REPUBLIKA.CO.ID, JAKARTA – Dalam berdzikir hendaknya seorang mukmin melakukannya sesuai dengan waktu dan tuntunannya atau munasabah. Selain itu juga sesuai dengan batasan yang telah ditentukan.
Dikutip dari buku Jangan Takut Hadapi Hidup karya Dr Aidh Abdullah Al-Qarny, apabila dzikir tidak sesuai, maka akan menunjukkan bahwa seseorang tidak mengikuti sunnah Rasulullah shallallahu alaihi wa sallam.
Setelah selesai mengerjakan sholat, Rasulullah ﷺ menganjurkan agar seorang mukmin membaca tasbih tiga puluh tiga kali, tahmid tiga puluh tiga kali, takbir tiga puluh tiga kali, dan tahlil seratus kali, lalu membaca ayat kursi, surat Al Ikhlas, Al Falaq, dan An Nas.
Apabila Anda naik gunung atau membawa barang yang berat maka hendaknya Anda membaca hauwqalah yaitu 'la hauwla wa la quwwatta illa billah'.
Abu Musa Radhiyallahu Anhu berkata, “Kami pernah mendaki lereng bersama Rasulullah ﷺ orang-orang memekikkan allahu akbar sedangkan aku sendiri mengucapkan la hauwla wa la quwwatta illa billah.
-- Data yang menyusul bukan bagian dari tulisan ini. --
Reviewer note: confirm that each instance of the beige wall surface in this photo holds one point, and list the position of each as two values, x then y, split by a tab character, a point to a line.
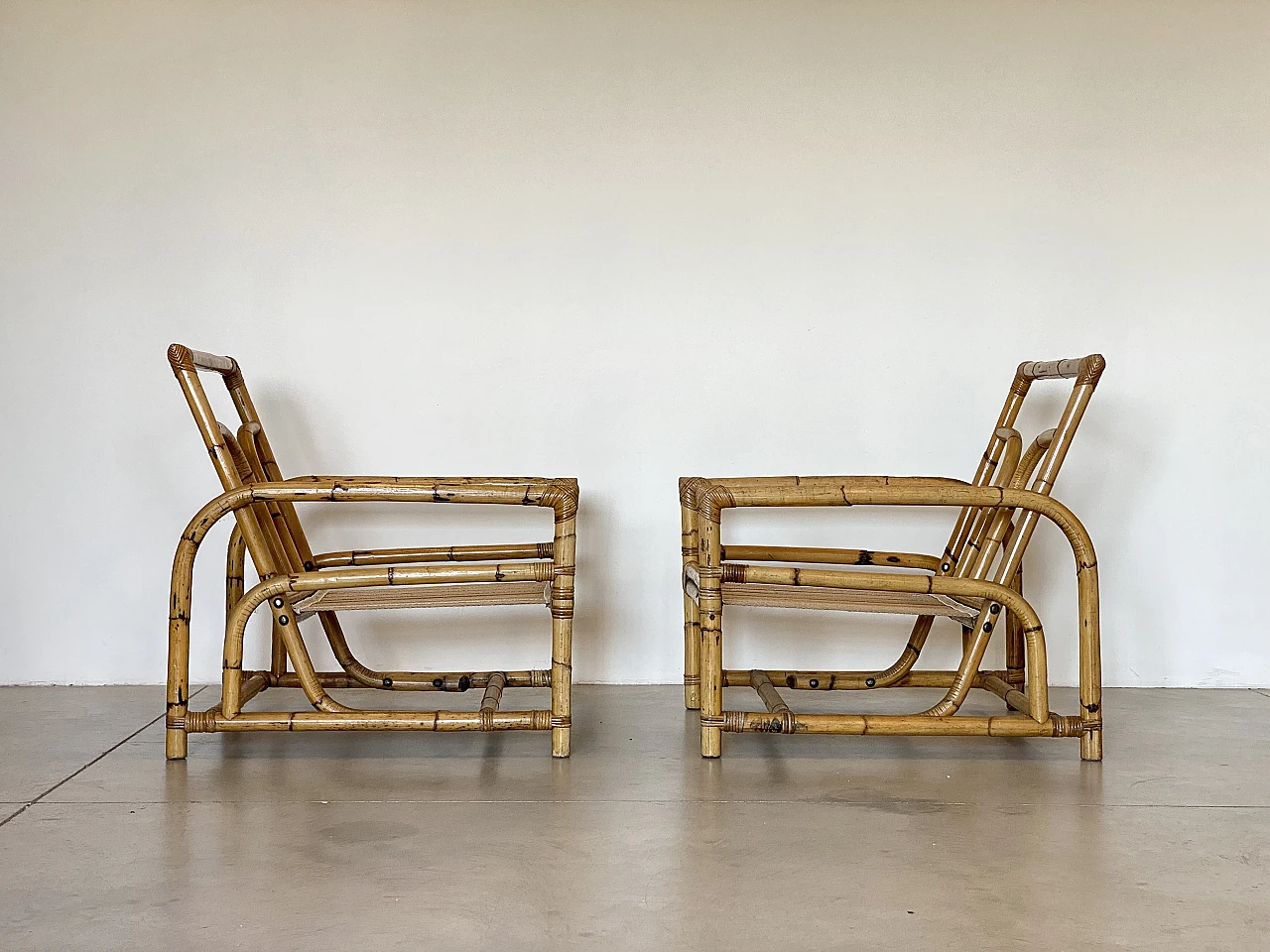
630	241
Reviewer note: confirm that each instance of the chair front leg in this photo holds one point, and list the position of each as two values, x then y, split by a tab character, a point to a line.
177	740
710	613
564	555
691	616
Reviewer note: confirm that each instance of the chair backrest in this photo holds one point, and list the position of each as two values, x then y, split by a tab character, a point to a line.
272	530
980	535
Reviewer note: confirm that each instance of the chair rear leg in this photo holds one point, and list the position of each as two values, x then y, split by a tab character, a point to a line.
691	616
1015	651
563	553
178	665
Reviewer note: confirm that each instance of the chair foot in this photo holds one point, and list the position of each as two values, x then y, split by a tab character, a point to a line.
711	742
1091	746
561	742
177	744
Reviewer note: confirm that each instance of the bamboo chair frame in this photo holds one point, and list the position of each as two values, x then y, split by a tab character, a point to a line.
976	581
296	584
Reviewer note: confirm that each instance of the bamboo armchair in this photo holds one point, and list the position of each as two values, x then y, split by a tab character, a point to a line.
296	584
976	581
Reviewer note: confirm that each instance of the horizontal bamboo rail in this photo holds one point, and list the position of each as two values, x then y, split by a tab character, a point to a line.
439	553
852	680
828	556
207	721
420	680
439	595
903	725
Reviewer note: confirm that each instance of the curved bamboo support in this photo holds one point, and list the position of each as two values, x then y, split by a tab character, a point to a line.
277	590
996	597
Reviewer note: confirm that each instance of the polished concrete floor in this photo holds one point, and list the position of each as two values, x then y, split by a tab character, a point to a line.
483	842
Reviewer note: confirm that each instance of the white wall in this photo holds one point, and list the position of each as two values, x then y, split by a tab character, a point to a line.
633	241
Rasulullah ﷺ kemudian berkata kepadaku:
ألَا أدُلُّكَ علَى كَلِمَةٍ مِن كَنْزٍ مِن كُنُوزِ الجَنَّةِ “Wahai Abu Musa, maukah aku tunjukkan kepadamu salah satu harta surga?” “Mau, wahai Rasulullah,” jawab Abu Musa. Rasulullah menjawab:
لا حَوْلَ ولَا قُوَّةَ إلَّا باللَّهِ "la haula wa laa quwwatta illa billah." (HR Bukhari dan Muslim)
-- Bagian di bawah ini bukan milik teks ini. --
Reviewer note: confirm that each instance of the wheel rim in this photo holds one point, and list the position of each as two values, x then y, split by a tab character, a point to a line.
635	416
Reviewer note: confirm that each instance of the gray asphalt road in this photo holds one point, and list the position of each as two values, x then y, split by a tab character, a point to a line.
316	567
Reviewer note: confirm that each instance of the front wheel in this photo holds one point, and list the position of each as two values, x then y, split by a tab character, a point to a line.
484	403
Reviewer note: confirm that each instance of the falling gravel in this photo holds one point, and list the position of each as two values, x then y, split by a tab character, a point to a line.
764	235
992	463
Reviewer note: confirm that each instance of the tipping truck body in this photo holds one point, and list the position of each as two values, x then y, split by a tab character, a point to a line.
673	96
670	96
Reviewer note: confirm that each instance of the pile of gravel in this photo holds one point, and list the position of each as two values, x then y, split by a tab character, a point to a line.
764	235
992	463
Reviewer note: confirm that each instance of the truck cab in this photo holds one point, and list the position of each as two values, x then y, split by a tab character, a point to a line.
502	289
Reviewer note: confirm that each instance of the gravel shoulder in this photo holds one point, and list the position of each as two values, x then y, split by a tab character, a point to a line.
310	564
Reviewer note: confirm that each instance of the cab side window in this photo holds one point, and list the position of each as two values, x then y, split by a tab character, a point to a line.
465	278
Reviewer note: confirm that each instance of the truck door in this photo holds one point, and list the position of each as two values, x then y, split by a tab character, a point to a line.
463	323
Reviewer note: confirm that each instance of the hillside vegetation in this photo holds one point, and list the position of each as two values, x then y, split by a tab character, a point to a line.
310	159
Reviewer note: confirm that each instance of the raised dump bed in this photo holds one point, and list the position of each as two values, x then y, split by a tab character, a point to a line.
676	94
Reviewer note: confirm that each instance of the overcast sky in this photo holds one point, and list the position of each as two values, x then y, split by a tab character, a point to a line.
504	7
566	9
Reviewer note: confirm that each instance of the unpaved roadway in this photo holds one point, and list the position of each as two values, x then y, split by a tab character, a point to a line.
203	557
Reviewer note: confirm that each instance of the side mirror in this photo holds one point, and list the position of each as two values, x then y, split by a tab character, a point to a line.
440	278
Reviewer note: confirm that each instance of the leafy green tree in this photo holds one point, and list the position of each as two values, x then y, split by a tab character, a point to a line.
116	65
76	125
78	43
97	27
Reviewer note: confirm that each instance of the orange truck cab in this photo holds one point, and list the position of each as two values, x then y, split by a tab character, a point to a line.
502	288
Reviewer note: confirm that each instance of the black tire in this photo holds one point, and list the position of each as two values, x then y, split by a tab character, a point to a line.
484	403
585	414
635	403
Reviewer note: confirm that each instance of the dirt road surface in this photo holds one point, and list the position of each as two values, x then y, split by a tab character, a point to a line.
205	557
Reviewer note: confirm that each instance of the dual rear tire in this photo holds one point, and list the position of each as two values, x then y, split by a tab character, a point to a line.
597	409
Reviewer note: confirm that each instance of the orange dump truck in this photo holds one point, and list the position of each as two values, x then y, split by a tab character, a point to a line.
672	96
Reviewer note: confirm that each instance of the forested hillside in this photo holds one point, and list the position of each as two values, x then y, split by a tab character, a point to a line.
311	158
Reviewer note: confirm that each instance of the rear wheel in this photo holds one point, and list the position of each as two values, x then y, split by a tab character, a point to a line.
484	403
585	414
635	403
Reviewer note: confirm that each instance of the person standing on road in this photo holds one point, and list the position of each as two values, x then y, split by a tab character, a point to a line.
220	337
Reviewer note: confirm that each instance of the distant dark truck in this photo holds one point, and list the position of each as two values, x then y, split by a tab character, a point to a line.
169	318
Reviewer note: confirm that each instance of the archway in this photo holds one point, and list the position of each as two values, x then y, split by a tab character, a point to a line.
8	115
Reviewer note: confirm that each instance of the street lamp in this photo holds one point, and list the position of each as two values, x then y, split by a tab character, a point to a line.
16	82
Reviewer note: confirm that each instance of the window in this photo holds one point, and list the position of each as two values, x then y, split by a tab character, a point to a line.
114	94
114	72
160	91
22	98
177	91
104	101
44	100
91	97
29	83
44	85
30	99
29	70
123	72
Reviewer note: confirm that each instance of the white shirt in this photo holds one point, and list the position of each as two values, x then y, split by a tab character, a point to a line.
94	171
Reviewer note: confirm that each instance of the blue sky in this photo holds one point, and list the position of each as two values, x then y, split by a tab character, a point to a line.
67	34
Apabila seseorang sedang bertafakur atas keindahan ciptaan Allah Subhanahu wa Ta'ala, maka bacaan yang sesuai dengan kondisinya yaitu ucapan subhanallah.
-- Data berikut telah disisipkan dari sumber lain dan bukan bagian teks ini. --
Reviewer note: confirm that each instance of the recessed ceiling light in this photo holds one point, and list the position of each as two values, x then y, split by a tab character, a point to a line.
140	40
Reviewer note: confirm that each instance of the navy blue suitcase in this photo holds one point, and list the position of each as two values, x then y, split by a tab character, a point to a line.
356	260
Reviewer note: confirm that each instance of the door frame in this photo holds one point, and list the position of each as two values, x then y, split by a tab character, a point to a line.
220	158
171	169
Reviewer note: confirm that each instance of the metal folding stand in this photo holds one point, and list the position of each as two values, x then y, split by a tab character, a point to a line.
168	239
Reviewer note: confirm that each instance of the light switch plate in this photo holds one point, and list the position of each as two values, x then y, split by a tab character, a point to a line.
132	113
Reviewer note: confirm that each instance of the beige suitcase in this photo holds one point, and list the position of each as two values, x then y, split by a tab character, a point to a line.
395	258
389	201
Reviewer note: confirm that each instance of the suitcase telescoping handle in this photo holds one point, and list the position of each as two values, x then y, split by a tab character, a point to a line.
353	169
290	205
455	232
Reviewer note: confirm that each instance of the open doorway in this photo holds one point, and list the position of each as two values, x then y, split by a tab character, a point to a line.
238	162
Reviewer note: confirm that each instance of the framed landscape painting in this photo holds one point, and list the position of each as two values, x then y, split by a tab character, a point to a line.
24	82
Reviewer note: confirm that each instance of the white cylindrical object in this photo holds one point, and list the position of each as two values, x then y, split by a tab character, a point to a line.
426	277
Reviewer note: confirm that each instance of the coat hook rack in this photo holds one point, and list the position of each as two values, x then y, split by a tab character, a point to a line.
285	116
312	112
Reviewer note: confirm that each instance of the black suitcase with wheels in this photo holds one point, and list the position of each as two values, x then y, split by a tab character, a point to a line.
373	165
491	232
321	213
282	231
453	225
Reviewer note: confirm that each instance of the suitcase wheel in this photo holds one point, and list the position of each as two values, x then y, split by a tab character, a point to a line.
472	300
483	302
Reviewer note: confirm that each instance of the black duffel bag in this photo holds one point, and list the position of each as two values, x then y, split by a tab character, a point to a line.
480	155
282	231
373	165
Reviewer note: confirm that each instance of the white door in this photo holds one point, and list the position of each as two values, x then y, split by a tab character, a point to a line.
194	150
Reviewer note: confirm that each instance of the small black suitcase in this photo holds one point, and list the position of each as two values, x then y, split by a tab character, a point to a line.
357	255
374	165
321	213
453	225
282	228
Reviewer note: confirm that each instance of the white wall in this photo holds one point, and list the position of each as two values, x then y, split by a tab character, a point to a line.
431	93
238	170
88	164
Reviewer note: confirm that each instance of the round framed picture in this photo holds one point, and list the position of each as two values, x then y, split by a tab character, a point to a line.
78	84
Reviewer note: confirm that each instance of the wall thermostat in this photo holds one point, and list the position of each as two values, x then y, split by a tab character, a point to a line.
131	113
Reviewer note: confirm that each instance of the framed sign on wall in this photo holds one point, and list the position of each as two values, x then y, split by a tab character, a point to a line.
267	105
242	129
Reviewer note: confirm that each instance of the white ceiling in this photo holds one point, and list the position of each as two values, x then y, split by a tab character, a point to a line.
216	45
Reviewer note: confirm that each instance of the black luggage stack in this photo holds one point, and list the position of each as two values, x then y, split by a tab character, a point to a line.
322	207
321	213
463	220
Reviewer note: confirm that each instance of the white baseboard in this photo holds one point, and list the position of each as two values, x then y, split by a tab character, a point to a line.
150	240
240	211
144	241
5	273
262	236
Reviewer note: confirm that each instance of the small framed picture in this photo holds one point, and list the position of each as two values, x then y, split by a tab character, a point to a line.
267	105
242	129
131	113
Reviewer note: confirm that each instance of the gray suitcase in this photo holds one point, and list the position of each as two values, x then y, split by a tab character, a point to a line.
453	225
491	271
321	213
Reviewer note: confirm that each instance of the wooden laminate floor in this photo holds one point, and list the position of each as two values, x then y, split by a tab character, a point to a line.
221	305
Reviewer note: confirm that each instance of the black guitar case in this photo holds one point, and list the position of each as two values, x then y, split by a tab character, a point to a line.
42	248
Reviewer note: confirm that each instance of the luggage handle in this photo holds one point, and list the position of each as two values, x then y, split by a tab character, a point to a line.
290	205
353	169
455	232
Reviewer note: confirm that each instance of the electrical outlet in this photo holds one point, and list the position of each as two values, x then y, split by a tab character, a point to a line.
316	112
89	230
Ketika nama Muhammad Rasulullah SAW disebut, kita ucapkan shalawat kepada beliau. Adapun ketika makan, kita mulai dengan membaca bismillah dan kita akhiri dengan membaca Alhamdulillah. Jadi, setiap dzikir yang diajarkan Rasulullah ﷺ ada tempatnya masing-masing.